The attitudinal change around obesity is not an isolated question. Much of public policy these days seems designed to eliminate personal responsibility.
Take efforts to reduce poverty, for example. How much of poverty is due to poor lifestyle choices? We don’t want to blame the poor, nor should we forget that there are those, especially children, trapped in poverty by circumstances beyond their control. But we also know the keys to getting out of or staying out of poverty: (1) finish school; (2) do not get pregnant outside marriage; and (3) get a job, any job, and stick with it. Unfortunately, much of the welfare state we have constructed is perversely designed in ways that end up encouraging destructive behaviors.
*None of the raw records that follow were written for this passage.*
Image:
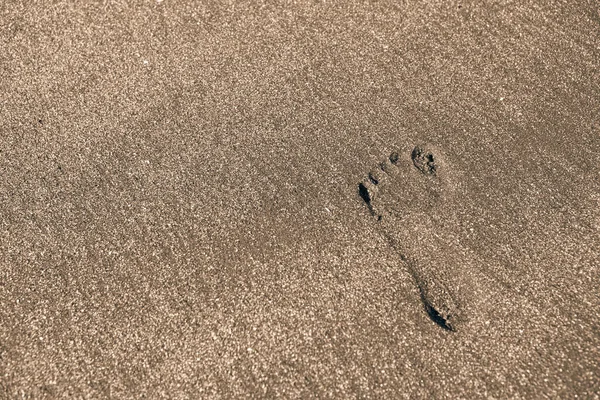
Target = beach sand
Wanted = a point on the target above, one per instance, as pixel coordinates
(300, 200)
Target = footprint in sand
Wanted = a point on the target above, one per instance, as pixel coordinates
(410, 196)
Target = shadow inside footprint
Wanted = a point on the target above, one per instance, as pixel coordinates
(436, 316)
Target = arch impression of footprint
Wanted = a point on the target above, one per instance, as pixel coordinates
(410, 194)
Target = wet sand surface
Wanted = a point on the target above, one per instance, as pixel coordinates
(180, 213)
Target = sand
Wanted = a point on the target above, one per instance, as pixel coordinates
(180, 214)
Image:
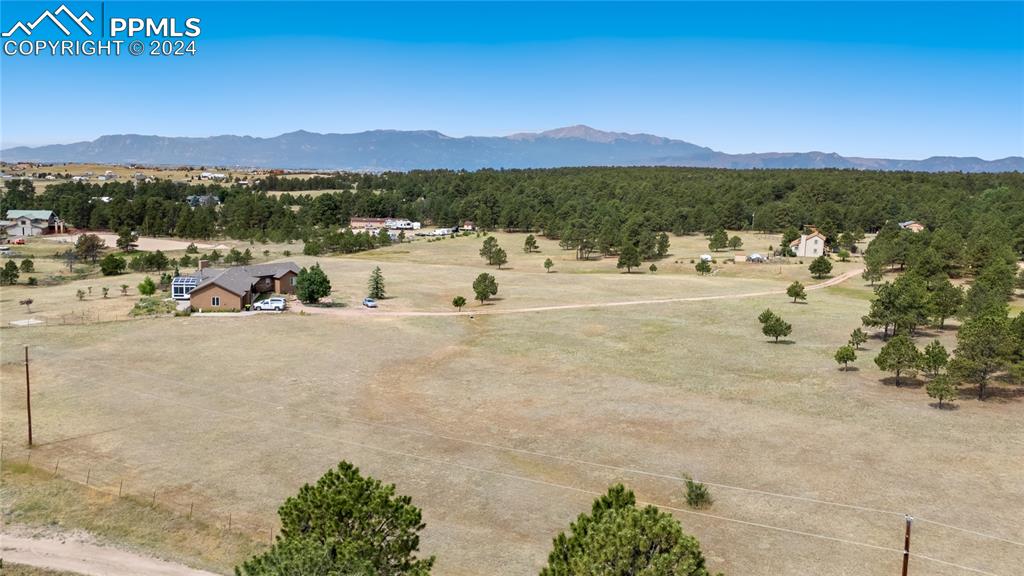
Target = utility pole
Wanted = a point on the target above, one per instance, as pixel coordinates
(28, 395)
(906, 543)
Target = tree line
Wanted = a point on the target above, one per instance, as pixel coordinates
(591, 209)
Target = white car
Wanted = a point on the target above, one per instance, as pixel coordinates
(275, 303)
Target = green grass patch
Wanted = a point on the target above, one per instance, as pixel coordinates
(153, 305)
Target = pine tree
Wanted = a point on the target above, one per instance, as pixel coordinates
(617, 538)
(629, 258)
(344, 524)
(845, 355)
(312, 284)
(375, 287)
(898, 356)
(797, 291)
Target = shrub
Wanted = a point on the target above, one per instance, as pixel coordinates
(147, 287)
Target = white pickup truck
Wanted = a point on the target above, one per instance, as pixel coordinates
(275, 303)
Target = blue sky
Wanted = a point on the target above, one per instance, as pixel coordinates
(896, 80)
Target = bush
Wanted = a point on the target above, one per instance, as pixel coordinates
(697, 495)
(147, 287)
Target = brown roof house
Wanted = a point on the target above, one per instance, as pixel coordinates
(233, 288)
(32, 222)
(809, 245)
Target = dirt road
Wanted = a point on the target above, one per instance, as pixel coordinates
(477, 312)
(75, 553)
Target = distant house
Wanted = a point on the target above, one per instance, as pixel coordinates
(33, 222)
(809, 245)
(233, 288)
(912, 225)
(359, 222)
(205, 200)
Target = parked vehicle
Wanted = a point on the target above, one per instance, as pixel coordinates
(275, 303)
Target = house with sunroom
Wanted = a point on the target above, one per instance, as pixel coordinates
(233, 288)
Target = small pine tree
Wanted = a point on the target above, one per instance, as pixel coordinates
(375, 288)
(312, 284)
(845, 355)
(942, 388)
(484, 286)
(773, 326)
(147, 287)
(797, 291)
(934, 359)
(857, 337)
(820, 268)
(898, 356)
(629, 258)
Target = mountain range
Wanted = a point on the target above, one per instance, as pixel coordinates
(397, 150)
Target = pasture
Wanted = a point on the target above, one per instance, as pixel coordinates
(504, 427)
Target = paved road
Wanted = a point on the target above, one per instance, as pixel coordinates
(489, 312)
(74, 554)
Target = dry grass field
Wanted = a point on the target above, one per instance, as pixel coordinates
(504, 427)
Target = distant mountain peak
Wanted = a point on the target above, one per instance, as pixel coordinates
(406, 150)
(584, 132)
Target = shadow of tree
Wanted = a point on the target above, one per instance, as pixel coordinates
(904, 381)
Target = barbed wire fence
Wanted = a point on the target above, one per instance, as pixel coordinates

At the same time, the welfare state relieves us of our personal responsibility for charity. We don’t have to help the poor ourselves, because the government will do it for us. As Robert Thompson of the University of Pennsylvania noted a century ago, using government money for charitable purposes is a “rough contrivance to lift from the social conscience a burden that should not be either lifted or lightened in any way.”
Another example: One of Obamacare’s key premises is that too many individuals, especially the young and healthy, choose not to buy insurance, hence the individual mandate. In order to protect the irresponsible from the consequences of their decisions — potentially catastrophic medical bills — all of us are now required to purchase a government-designed insurance plan.
Big government reduces all of us to the status of children. We have no responsibility for anything in our lives; therefore, government must take care of us. All we have to do, like children, is give up the freedom to make our own choices — good or bad.
— Michael Tanner is a senior fellow at the Cato Institute and author of Leviathan on the Right: How Big-Government Conservatism Brought Down the Republican Revolution.